SOMMAIRE
Des témoignages
Ceux qui sont parties témoignent

INDONESIE :

Stéphanie Valdelièvre a été institutrice à Bondues, elle enseigne actuellement dans les Vosges. Cinq mois après son séjour d'été en Indonésie, elle témoignage :

Je me souviens de mon émotion dans les chapelles des deux maisons. Cette belle impression d'entrevoir un esprit de famille, l'unité peut-être de la congrégation ? Nous sommes à l'autre bout du monde et il me semble être chez les sœurs de Lille, Paris ou Lyon. Cela tient sans doute à quelques détails insaisissables, dans l'aménagement, la décoration.
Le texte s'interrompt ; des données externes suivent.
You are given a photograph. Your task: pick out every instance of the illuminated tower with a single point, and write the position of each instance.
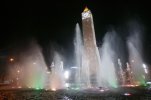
(91, 52)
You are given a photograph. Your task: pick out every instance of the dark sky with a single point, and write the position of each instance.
(54, 22)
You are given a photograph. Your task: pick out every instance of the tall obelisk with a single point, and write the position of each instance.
(91, 52)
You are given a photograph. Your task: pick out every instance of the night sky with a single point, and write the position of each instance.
(54, 23)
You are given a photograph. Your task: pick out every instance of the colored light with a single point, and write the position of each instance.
(127, 94)
(66, 74)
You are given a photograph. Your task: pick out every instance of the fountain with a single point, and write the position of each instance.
(92, 69)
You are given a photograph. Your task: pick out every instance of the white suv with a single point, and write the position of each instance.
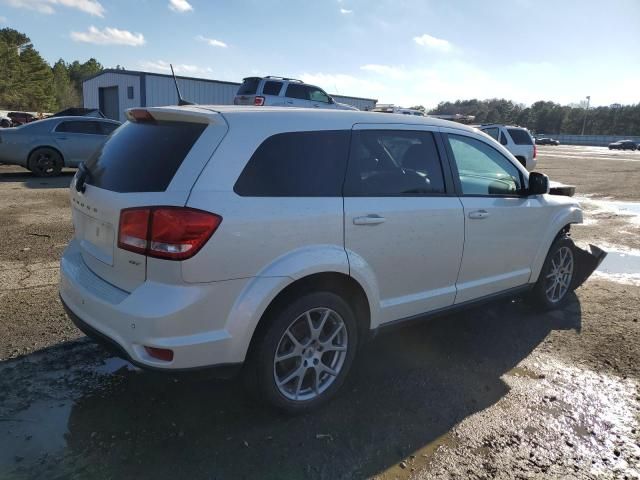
(282, 238)
(284, 92)
(517, 140)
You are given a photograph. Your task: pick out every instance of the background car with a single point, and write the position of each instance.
(547, 141)
(20, 118)
(623, 145)
(517, 140)
(284, 92)
(45, 146)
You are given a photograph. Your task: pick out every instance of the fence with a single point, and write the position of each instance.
(591, 140)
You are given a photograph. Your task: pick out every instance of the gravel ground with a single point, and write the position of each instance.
(500, 391)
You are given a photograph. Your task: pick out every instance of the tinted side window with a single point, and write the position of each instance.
(482, 169)
(88, 128)
(249, 86)
(520, 137)
(271, 88)
(393, 162)
(107, 128)
(142, 157)
(297, 164)
(295, 90)
(492, 132)
(317, 95)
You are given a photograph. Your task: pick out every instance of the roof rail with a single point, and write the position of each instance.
(284, 78)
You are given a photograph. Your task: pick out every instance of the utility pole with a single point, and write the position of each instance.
(584, 122)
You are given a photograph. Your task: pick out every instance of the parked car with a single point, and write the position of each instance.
(517, 140)
(182, 261)
(389, 108)
(284, 92)
(48, 145)
(547, 141)
(20, 118)
(623, 145)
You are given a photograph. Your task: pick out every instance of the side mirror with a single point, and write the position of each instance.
(538, 184)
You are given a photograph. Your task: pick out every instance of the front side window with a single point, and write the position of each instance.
(297, 164)
(482, 169)
(317, 95)
(295, 90)
(392, 163)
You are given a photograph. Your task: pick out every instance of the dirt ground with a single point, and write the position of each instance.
(500, 391)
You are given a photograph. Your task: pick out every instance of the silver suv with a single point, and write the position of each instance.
(517, 140)
(284, 92)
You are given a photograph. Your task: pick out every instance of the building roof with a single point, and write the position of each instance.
(139, 73)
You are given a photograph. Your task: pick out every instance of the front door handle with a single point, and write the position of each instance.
(369, 220)
(478, 214)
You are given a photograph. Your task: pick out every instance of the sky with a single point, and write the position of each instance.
(406, 52)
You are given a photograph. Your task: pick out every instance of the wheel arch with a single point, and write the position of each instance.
(56, 149)
(336, 282)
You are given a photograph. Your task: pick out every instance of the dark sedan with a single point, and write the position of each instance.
(623, 145)
(547, 141)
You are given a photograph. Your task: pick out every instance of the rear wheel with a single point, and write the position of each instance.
(45, 162)
(304, 354)
(557, 276)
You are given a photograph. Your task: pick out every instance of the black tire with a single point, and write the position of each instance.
(260, 370)
(540, 296)
(45, 162)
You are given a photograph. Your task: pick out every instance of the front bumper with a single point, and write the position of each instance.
(191, 320)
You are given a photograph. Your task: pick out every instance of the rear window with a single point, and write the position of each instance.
(272, 88)
(520, 137)
(297, 164)
(249, 86)
(142, 157)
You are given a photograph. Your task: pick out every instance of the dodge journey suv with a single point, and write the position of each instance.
(278, 240)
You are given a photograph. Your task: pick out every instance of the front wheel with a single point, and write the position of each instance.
(45, 162)
(302, 357)
(556, 278)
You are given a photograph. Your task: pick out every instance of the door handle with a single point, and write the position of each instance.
(369, 220)
(478, 214)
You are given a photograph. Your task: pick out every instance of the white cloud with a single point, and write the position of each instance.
(212, 42)
(433, 43)
(180, 6)
(163, 67)
(109, 36)
(92, 7)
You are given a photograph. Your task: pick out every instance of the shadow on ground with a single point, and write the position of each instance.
(29, 180)
(408, 389)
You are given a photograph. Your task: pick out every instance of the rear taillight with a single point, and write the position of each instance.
(172, 233)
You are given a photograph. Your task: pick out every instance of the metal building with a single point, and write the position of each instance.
(114, 91)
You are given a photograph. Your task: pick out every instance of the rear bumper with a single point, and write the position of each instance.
(191, 320)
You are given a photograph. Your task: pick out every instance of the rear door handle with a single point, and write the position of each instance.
(478, 214)
(369, 220)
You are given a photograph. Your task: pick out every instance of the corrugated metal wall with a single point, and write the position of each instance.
(91, 96)
(360, 103)
(162, 91)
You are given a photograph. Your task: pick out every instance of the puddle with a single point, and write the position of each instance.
(621, 267)
(606, 205)
(37, 432)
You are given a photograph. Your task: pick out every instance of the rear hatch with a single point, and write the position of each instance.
(153, 159)
(247, 92)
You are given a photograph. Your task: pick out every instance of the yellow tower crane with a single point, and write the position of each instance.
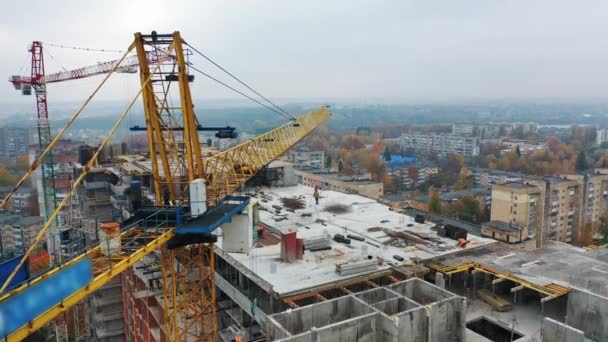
(180, 173)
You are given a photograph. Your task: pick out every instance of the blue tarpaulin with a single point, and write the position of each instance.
(22, 308)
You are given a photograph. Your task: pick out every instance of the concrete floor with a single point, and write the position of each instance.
(528, 317)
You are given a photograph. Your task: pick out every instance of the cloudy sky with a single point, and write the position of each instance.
(424, 49)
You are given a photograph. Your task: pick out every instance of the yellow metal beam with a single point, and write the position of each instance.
(98, 281)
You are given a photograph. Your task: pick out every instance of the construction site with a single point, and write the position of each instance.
(190, 243)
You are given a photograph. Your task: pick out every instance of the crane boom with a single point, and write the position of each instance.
(128, 65)
(189, 301)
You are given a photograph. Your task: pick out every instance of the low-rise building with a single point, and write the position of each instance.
(502, 231)
(306, 158)
(488, 177)
(410, 175)
(361, 184)
(525, 147)
(483, 195)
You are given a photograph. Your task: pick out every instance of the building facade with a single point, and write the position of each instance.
(442, 144)
(14, 143)
(301, 158)
(519, 204)
(488, 177)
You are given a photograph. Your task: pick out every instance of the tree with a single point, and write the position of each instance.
(328, 161)
(466, 208)
(581, 162)
(435, 205)
(23, 162)
(464, 181)
(6, 179)
(387, 154)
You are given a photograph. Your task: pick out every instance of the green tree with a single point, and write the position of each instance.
(435, 205)
(387, 154)
(581, 162)
(328, 161)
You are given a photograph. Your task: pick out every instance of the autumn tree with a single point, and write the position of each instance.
(581, 162)
(466, 208)
(387, 154)
(435, 205)
(6, 178)
(464, 181)
(328, 161)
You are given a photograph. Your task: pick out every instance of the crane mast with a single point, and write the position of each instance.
(44, 128)
(180, 175)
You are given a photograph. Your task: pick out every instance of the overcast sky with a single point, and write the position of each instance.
(425, 49)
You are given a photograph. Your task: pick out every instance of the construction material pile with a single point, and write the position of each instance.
(337, 208)
(293, 203)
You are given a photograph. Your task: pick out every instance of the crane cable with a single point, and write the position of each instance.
(82, 48)
(240, 92)
(238, 80)
(80, 178)
(36, 163)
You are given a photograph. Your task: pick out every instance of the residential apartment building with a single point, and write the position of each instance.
(519, 204)
(488, 177)
(305, 158)
(442, 144)
(334, 181)
(547, 207)
(482, 131)
(14, 143)
(411, 175)
(593, 203)
(525, 147)
(601, 136)
(483, 195)
(19, 232)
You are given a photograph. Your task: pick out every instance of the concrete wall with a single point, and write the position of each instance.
(238, 233)
(588, 312)
(402, 320)
(409, 311)
(446, 311)
(554, 331)
(322, 314)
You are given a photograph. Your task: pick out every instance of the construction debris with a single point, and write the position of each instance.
(338, 208)
(317, 241)
(293, 203)
(340, 238)
(353, 267)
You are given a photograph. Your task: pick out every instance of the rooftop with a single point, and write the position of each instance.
(454, 195)
(29, 220)
(366, 218)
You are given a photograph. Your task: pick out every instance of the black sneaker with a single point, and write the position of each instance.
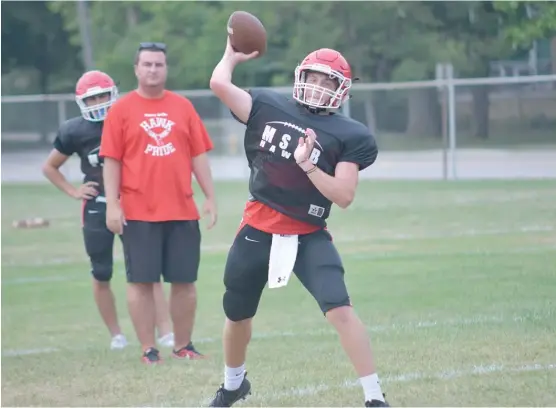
(377, 403)
(151, 356)
(226, 398)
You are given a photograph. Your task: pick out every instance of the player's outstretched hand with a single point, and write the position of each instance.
(305, 146)
(235, 56)
(209, 209)
(86, 191)
(115, 219)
Ce dépouillement autour du tabernacle, ces quelques objets symboliques qui personnalisent l'universel et font la simplicité joyeuse.

Dans la maison de Digna, souvent ouverte pour des journées de prières, on offre des reproductions de la "Vierge de la Société". La jeune maman de cette toile, c'est la Vierge telle que l'a décrite Bernanos : "la cadette du genre humain", "plus jeune que le péché." Elle est si pure, si lumineuse, si enfant, qu'on voudrait la préserver. La garder toujours dans la radieuse clarté de ce sourire. Un sourire qui élève et vers lequel je me tourne dans les moments d'épreuve. Combien de fois ai-je chassé une pensée destructrice, évité une parole ou un geste négatifs, par la seule crainte de blesser Marie ? De ternir cette joie bouleversante, devant laquelle on voudrait s'agenouiller ? Il me semble accéder au sens du péché, cette notion tellement étrangère à ma génération. Devant ce tableau, je comprends que pécher c'est faire pleurer cette Vierge enfant. Et sa souffrance me conduit à celle de son fils. Je pense maintenant aux deux cœurs enlacés, brodés par Madeleine-Sophie. Comprenant la souffrance de Marie, je comprends celle du Christ. A force de puiser dans sa miséricorde, j'oublie souvent qu'Il souffre avant de pardonner. Quelle aventure dès lors de penser, vouloir et chercher la sainteté non plus en termes de mal ou de bien mais de tristesse ou de joie !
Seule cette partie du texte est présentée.